Study sees pain pill race gap

CHICAGO — Emergency room doctors are prescribing strong narcotics more often to patients who complain of pain, but minorities are less likely to get them than whites, a new study finds.

Even for the severe pain of kidney stones, minorities were prescribed narcotics such as oxycodone and morphine less frequently than whites.

The analysis of more than 150,000 emergency room visits over 13 years found differences in prescribing by race in both urban and rural hospitals, in all U.S. regions and for every type of pain.

“The gaps between whites and nonwhites have not appeared to close at all,” said study co-author Dr. Mark Pletcher of the University of California, San Francisco.

The study appears in today’s Journal of the American Medical Association. Prescribing narcotics for pain in emergency rooms rose during the study, from 23 percent of those complaining of pain in 1993 to 37 percent in 2005.

The increase coincided with changing attitudes among doctors who now regard pain management as a key to healing. Doctors in accredited hospitals must ask patients about pain, just as they monitor vital signs such as temperature and pulse.

Even with the increase, the racial gap endured. Linda Simoni-Wastila of the University of Maryland, Baltimore, School of Pharmacy said the race gap finding may reveal some doctors’ suspicions that minority patients could be drug abusers lying about pain to get narcotics.

The irony, she said, is that blacks are the least likely group to abuse prescription drugs. Hispanics are becoming as likely as whites to abuse prescription opioids and stimulants, according to her research.

The study’s authors said doctors may be less likely to see signs of painkiller abuse in white patients, or they may be undertreating pain in minority patients.

In the study, opioid narcotics were prescribed in 31 percent of the pain-related visits involving whites, 28 percent for Asians, 24 percent for Hispanics and 23 percent for blacks.

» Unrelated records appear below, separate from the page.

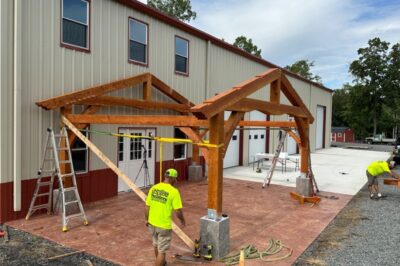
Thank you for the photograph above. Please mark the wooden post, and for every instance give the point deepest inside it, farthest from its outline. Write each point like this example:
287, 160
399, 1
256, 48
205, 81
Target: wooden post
215, 165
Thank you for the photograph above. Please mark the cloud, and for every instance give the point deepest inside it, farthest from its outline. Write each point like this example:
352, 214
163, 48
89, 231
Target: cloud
328, 32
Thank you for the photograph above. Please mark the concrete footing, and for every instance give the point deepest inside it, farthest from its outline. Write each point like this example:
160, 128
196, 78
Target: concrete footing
303, 186
215, 233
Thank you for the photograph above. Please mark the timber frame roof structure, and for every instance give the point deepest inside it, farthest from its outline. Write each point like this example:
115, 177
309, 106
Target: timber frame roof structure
190, 117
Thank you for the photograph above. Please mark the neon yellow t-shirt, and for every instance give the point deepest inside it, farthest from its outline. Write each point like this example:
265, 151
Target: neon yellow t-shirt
378, 168
162, 199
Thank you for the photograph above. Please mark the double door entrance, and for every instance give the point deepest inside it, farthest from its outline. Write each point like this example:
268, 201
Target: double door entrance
133, 156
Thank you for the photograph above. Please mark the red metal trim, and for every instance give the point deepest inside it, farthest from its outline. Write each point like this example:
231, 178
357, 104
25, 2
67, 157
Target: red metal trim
131, 61
71, 46
186, 74
136, 5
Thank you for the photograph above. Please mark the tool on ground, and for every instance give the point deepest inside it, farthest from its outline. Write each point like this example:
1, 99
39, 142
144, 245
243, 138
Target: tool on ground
52, 165
282, 137
208, 254
196, 252
251, 252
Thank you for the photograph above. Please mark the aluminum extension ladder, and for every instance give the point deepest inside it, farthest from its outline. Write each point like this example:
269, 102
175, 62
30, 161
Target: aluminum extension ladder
278, 150
51, 165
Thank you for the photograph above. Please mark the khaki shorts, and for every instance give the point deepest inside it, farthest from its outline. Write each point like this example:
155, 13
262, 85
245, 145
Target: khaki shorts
372, 180
161, 238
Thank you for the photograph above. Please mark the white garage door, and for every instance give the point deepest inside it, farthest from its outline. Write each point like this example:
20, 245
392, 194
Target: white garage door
132, 153
320, 127
257, 137
232, 154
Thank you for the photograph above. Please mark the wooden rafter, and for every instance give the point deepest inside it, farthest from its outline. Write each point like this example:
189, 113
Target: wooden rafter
78, 96
247, 105
192, 134
229, 128
140, 104
222, 101
294, 98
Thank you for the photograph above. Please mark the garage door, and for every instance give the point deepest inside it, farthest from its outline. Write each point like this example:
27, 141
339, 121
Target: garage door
232, 154
320, 127
257, 137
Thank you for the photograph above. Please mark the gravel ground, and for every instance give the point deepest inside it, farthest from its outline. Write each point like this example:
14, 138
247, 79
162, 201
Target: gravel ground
366, 232
26, 249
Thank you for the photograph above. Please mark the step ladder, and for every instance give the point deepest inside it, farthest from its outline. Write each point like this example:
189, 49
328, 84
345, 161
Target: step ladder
51, 165
282, 137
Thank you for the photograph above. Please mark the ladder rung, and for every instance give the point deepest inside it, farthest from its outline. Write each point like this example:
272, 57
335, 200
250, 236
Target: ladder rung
74, 215
37, 207
43, 194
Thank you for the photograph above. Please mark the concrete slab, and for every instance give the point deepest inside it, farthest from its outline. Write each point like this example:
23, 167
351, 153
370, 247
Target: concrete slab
336, 170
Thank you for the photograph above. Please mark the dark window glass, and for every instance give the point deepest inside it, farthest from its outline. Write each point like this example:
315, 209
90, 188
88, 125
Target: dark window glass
137, 41
181, 55
180, 64
75, 22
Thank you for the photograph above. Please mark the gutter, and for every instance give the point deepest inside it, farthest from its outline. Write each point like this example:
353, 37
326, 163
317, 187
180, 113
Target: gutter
17, 108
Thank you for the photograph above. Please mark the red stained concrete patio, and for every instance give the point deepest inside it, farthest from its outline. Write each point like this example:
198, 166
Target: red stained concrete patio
117, 230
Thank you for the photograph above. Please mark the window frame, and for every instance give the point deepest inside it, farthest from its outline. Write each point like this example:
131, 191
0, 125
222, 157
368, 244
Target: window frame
132, 61
82, 149
188, 56
88, 33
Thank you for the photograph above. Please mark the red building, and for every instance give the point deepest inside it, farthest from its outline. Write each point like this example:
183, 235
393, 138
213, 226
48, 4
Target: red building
342, 134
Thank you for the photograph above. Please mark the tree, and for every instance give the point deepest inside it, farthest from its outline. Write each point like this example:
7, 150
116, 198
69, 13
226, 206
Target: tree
303, 68
180, 9
247, 45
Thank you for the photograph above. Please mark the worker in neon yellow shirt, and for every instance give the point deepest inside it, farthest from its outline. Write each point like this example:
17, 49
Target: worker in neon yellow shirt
161, 200
376, 169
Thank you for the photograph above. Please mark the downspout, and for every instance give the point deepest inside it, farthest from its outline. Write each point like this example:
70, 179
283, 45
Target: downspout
17, 105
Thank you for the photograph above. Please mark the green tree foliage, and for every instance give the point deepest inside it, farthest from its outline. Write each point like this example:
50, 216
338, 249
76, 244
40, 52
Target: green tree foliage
377, 86
303, 68
247, 44
180, 9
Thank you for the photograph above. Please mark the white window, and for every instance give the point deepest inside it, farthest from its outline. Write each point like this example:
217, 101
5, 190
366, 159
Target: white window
179, 148
138, 38
75, 24
80, 155
181, 56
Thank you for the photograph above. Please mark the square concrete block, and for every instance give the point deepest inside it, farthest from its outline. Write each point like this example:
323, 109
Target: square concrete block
216, 233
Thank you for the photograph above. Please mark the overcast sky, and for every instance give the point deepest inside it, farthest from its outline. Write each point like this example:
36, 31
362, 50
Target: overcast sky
328, 32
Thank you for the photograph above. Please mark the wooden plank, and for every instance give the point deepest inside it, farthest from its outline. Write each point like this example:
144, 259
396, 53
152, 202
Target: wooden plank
135, 103
247, 105
229, 128
78, 96
161, 120
275, 92
215, 165
287, 124
193, 135
121, 175
294, 98
167, 90
229, 97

“It’s time to move past describing disparities and work on narrowing them,” said Dr. Thomas L. Fisher, an emergency room doctor at the University of Chicago Medical Center who was not involved in the study.

Fisher, who is black, said he is not immune to letting subconscious assumptions inappropriately influence his work as a doctor.

“If anybody argues they have no social biases that sway clinical practice, they have not been thoughtful about the issue or they’re not being honest with themselves,” he said.